When we look at what has happened in the pandemic, the above is also very true on a global scale. We see inequities exacerbated in many countries in terms of vaccine roll out and access to COVID treatment, among other disparities. We know the majority of the global health-care workforce is female, with many fearing for their personal safety and the risks they bring home due to lack of PPE, while carrying the burden of the unpaid work that exists within gendered roles. Midwives across the globe have stepped up to ensure that essential reproductive care is still being provided throughout the pandemic, doing what they can to ensure that the inequities aren’t further exacerbated in the communities that already struggle. Midwives have been advocating to ensure that access to care is still available, that a support person can be present in labour and birth and much more. Great examples come from the Black Midwives Movement in the USA, a movement to answer the higher rates of maternal and neonatal mortality among African Americans. Black Mamas Matter Alliance is another incredible group that everyone should check out and support.


AOM: Thank you so much for sharing that. This past year has been overwhelmingly hard for everyone, but especially for racialized communities, people living in poverty and other marginalized groups. There is no denying that it has also taken a toll on our health-care workers on the front line, including midwives. What motivates you to keep going?
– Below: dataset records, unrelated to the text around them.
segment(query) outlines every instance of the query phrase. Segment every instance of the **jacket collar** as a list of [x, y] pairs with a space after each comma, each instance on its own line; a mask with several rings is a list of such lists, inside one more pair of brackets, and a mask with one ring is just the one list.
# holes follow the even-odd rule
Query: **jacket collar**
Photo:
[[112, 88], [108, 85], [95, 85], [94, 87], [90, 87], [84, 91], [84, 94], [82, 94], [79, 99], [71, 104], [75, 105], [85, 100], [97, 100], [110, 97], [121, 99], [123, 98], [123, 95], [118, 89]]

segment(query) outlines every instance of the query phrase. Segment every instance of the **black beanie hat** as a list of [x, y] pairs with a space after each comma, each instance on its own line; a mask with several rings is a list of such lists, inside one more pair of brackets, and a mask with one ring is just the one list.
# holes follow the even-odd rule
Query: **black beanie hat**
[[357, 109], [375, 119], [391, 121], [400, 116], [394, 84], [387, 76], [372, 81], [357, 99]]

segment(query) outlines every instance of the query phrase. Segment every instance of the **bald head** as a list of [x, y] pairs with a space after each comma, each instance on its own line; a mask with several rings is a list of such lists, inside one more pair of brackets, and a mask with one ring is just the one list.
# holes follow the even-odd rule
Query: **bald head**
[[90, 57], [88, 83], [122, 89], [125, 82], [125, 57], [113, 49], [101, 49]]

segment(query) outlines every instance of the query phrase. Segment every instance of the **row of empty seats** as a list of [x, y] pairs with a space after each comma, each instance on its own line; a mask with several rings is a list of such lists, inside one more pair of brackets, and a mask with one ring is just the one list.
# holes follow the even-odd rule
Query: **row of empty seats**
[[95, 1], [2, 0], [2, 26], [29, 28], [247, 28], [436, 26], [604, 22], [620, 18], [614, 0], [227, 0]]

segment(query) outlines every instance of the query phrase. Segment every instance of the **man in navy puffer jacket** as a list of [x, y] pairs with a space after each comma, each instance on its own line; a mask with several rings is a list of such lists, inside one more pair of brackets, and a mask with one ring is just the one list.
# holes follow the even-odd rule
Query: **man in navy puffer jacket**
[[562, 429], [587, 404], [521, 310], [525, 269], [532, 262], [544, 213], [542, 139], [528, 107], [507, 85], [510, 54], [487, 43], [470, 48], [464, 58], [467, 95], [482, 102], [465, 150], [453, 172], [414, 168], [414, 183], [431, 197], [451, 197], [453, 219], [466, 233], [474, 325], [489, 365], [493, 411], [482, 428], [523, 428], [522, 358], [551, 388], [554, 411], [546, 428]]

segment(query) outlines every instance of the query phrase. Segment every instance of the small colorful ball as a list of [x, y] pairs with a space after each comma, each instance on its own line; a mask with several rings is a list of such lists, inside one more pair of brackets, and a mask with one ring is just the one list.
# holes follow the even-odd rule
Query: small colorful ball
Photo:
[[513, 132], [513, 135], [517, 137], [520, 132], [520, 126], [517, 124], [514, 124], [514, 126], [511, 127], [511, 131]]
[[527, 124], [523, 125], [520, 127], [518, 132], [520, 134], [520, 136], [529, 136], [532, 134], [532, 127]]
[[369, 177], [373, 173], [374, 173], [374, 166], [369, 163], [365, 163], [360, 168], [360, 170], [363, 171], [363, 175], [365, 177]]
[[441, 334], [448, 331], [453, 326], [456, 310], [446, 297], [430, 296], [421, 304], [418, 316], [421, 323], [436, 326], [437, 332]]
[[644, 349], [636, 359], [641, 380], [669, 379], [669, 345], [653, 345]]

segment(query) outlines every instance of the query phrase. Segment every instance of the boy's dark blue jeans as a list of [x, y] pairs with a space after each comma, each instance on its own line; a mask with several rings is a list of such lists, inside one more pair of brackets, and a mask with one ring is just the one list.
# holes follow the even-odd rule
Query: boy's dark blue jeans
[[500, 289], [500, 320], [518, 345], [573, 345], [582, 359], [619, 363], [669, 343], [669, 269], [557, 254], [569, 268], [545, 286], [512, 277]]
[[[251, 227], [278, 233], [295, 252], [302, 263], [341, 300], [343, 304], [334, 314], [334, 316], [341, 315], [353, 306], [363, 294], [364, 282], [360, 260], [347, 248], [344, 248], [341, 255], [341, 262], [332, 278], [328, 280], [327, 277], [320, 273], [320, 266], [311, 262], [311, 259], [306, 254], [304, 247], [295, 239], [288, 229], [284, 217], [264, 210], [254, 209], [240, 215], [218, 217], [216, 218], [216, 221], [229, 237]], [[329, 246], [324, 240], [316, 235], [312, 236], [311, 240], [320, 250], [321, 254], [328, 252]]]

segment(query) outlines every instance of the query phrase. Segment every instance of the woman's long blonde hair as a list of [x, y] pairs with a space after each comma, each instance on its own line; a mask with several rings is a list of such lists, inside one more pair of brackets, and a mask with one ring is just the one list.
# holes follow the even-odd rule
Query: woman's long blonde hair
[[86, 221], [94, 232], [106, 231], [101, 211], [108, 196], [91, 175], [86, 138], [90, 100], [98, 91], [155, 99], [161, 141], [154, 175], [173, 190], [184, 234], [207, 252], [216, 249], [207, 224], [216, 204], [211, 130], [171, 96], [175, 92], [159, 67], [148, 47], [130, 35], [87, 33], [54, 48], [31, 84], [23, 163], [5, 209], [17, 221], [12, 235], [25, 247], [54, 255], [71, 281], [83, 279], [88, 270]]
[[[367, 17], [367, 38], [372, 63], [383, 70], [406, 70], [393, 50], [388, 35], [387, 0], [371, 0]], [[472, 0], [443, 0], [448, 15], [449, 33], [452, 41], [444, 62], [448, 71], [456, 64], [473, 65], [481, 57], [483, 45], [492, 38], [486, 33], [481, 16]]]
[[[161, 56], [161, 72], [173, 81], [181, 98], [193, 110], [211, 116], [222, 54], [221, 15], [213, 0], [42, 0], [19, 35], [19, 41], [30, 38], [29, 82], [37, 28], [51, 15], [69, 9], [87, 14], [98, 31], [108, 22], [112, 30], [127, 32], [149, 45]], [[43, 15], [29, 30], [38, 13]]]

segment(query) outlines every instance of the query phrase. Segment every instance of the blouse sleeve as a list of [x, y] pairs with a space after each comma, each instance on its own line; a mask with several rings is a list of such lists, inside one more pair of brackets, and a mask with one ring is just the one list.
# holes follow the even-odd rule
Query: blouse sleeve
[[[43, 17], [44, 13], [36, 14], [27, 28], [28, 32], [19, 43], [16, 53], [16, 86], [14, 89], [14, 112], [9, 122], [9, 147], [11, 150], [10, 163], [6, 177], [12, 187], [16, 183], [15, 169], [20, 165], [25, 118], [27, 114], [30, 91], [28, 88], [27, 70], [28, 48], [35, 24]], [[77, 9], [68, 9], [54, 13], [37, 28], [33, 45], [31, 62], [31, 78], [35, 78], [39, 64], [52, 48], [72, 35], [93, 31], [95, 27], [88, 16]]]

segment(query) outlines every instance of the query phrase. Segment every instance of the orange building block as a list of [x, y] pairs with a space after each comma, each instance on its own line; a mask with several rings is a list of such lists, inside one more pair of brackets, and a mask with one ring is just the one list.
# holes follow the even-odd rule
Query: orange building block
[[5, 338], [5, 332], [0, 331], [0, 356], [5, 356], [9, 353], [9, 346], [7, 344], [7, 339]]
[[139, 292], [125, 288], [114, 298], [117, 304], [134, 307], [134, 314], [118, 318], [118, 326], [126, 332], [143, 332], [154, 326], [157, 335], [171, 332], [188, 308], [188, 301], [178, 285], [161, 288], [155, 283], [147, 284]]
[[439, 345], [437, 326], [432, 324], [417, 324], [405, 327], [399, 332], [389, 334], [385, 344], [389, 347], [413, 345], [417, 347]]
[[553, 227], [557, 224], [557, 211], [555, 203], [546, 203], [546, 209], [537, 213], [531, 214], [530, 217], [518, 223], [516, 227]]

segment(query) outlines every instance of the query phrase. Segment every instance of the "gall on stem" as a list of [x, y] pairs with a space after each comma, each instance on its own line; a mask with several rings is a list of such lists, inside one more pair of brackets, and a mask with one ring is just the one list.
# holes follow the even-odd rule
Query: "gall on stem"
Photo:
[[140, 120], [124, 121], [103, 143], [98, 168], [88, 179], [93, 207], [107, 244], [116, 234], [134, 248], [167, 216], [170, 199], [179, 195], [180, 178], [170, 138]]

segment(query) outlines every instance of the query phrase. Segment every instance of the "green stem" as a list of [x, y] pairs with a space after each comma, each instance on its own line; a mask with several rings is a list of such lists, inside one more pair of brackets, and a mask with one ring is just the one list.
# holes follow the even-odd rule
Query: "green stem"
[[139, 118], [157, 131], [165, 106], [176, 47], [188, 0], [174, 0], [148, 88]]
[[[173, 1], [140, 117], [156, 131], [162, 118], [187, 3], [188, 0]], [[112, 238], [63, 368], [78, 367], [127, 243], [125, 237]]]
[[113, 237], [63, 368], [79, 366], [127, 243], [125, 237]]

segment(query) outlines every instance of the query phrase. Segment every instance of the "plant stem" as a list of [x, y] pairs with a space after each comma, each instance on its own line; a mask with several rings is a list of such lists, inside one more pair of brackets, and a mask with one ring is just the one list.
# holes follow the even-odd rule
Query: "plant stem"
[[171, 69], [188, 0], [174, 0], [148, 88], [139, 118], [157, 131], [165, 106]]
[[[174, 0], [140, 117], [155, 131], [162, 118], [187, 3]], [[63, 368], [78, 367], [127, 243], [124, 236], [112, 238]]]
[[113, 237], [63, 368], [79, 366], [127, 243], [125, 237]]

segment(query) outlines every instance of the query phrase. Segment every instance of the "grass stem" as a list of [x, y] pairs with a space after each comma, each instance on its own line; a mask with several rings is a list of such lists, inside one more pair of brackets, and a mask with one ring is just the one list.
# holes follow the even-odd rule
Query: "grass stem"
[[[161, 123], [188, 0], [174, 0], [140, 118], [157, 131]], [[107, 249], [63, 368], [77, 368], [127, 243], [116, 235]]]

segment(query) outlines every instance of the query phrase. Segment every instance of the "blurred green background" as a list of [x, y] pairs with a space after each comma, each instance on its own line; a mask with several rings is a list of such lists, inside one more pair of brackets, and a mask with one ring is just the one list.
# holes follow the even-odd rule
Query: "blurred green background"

BI: Like many health-care providers, I have had periods where I struggle to balance my mental health with “self-care.” I worry a lot; I worry about my elderly parents, my family and friends, my family in Lao PDR, my community… coupled with all the social media threads of hatred. I want to be honest here, since I wouldn’t do my colleagues and friends who have been my support through the pandemic any service if I didn’t speak this truth. What keeps me going is similar to so many others: we are doing our jobs. It is the communal attitude that we are all in this together. Together we will work at this until it is over; we are here for each other. I come to work in my office, or at the hospital, and my colleagues are my motivation. They motivate me to continue providing the best quality care regardless of the pandemic. I am grateful for my family and friends who have been a motivation to take care of myself outside of work, and most importantly my IBPOC colleagues who have created a virtual community to support and uplift one another.